Medibio has a variety of commercial products in the works, which focus on the collection and analysis of physical data that can help detect the presence of mental-health problems.

The data are collected via regulated products like wearable electrocardiogram readers as well as nonregulated devices like Fitbits and Apple watches.

Medibio mobile apps manage connections to the wearable devices and subjective data sources like mood tracking and journaling, while Medibio's cloud-computing platform uses "machine learning" to recognize indications of mental-health problems. So far a few employers have signed up to offer Medibio's new corporate mental-health products to employees, while consumers can download apps for their own use.

The company intends to submit a "clinical decision support tool" to the U.S. Food and Drug Administration for approval later this year, following the conclusion of a clinical trial.
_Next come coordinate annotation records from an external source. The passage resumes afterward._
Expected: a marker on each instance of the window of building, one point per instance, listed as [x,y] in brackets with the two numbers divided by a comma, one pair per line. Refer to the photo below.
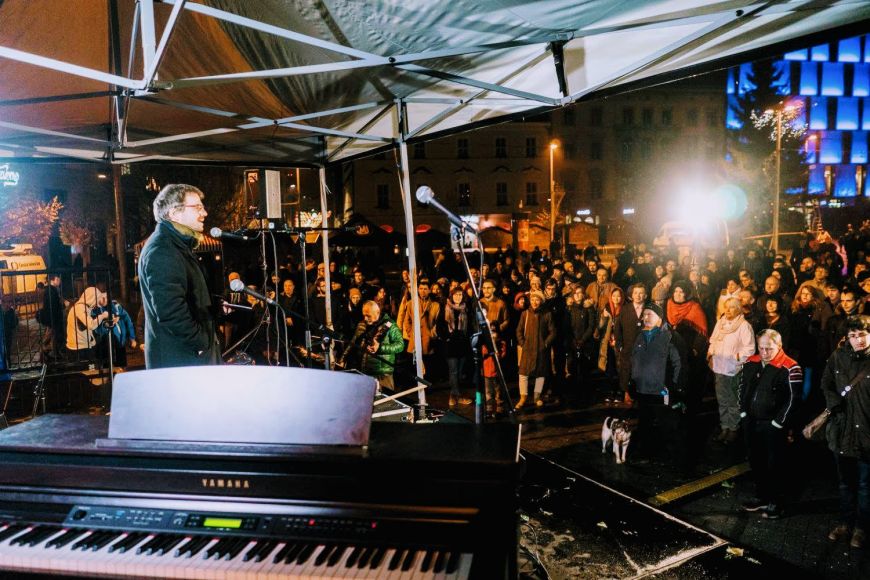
[462,148]
[596,184]
[646,149]
[712,119]
[463,190]
[531,193]
[596,117]
[646,117]
[595,151]
[531,147]
[710,150]
[418,186]
[383,196]
[570,150]
[501,193]
[501,148]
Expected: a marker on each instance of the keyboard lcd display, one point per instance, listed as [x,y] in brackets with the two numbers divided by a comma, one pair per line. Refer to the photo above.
[222,523]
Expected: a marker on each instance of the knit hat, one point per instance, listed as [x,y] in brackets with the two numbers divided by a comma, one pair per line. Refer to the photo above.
[653,307]
[660,293]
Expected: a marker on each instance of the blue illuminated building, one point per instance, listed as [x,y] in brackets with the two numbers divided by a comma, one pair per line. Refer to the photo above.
[833,82]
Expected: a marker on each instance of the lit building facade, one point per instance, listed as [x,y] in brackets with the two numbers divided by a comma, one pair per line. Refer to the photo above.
[622,155]
[831,83]
[494,170]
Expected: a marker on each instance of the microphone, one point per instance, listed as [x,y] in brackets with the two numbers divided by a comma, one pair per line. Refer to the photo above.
[427,196]
[220,234]
[239,286]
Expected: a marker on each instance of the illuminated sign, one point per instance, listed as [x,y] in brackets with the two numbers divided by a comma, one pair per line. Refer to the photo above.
[8,177]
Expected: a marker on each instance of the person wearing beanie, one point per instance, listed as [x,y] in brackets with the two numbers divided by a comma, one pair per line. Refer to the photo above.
[846,386]
[655,371]
[686,317]
[731,344]
[769,394]
[536,333]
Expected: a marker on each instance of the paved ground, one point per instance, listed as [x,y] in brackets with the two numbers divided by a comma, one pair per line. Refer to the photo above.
[708,495]
[572,488]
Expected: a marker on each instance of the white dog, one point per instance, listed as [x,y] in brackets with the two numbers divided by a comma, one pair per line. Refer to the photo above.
[618,433]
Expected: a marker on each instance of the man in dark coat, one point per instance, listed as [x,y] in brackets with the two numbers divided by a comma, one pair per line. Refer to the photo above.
[846,386]
[655,370]
[536,333]
[769,393]
[626,327]
[53,314]
[179,324]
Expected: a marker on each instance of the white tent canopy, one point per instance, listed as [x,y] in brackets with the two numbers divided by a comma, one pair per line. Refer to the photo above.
[314,82]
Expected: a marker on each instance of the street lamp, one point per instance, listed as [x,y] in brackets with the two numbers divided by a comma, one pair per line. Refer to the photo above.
[553,146]
[774,242]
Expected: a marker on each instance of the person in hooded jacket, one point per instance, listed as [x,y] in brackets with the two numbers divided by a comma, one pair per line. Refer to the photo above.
[769,397]
[846,387]
[536,333]
[656,366]
[686,317]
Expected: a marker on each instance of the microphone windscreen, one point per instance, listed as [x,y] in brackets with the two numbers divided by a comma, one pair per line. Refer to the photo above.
[425,194]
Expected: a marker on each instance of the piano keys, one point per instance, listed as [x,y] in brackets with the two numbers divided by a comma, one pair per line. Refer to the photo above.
[430,502]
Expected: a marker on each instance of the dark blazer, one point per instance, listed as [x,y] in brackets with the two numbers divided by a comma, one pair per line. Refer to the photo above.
[626,327]
[179,326]
[656,364]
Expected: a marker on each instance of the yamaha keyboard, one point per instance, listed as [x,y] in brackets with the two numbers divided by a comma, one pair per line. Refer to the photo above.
[426,501]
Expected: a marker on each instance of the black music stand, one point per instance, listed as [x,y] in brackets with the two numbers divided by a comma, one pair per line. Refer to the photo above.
[289,410]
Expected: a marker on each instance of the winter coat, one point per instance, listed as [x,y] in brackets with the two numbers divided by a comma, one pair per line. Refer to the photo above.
[579,326]
[536,333]
[496,313]
[626,326]
[430,310]
[848,428]
[650,360]
[390,345]
[772,391]
[732,342]
[179,326]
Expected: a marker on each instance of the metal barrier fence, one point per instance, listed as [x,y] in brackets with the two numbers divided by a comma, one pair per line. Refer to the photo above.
[38,322]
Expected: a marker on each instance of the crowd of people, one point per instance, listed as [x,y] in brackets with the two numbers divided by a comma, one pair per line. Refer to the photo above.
[660,327]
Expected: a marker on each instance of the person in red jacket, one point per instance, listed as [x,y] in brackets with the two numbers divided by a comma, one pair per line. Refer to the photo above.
[490,375]
[768,396]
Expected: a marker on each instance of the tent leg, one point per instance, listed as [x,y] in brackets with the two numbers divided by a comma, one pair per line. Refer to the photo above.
[412,261]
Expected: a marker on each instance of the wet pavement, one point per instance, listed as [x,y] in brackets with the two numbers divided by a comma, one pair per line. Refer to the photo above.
[584,516]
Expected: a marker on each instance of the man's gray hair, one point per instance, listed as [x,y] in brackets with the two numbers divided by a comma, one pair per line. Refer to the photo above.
[170,197]
[771,335]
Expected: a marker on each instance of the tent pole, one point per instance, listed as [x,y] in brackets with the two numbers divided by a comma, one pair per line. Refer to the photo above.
[120,233]
[412,251]
[325,241]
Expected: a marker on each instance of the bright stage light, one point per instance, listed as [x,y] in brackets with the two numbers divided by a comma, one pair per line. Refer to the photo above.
[727,202]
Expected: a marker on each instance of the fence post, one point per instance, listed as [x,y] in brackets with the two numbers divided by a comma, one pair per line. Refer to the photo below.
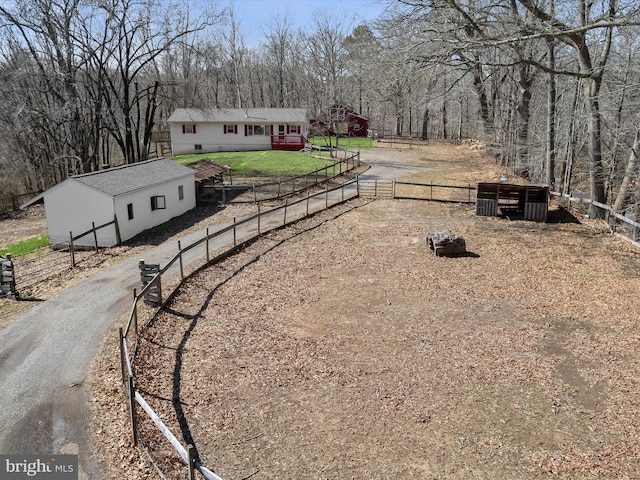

It also plans to continue working with well-known names in medicine to publish peer-reviewed results of its research.

"Our goal has really been to commercialize this science into a portfolio of products that go from general mental wellness, if I can call it that, all the way up to mental illness," Schroetter said.

Recent statistics on suicide show that more Americans are developing full-blown mental illness.

The Centers for Disease Control and Prevention reported June 7 that the rate of suicide in the United States has grown by 25 percent since 1999. In Minnesota, the suicide rate increased 40 percent between 1999 and 2016, one of the largest increases in the nation.

Although suicide is often associated with symptoms of mental illness, more than half of people who died by suicide in 2016 were not diagnosed with a mental illness, the CDC said. (People seeking immediate help can always call the National Suicide Prevention Lifeline, 800-273-8255.)

Medibio said its offerings are intended to "empower" patients by giving them access to their personal data and analysis, which can help them make better decisions and provide medical insights. The tools can be used to detect signs of disease and feedback about the drugs prescribed.

"We have employed data science and machine learning to analyze that heart-rate data and we have drawn correlations between ... the heart-rate data during sleep and a number of different conditions like anxiety, depression, psychotic depression, schizophrenia, PTSD," Schroetter said.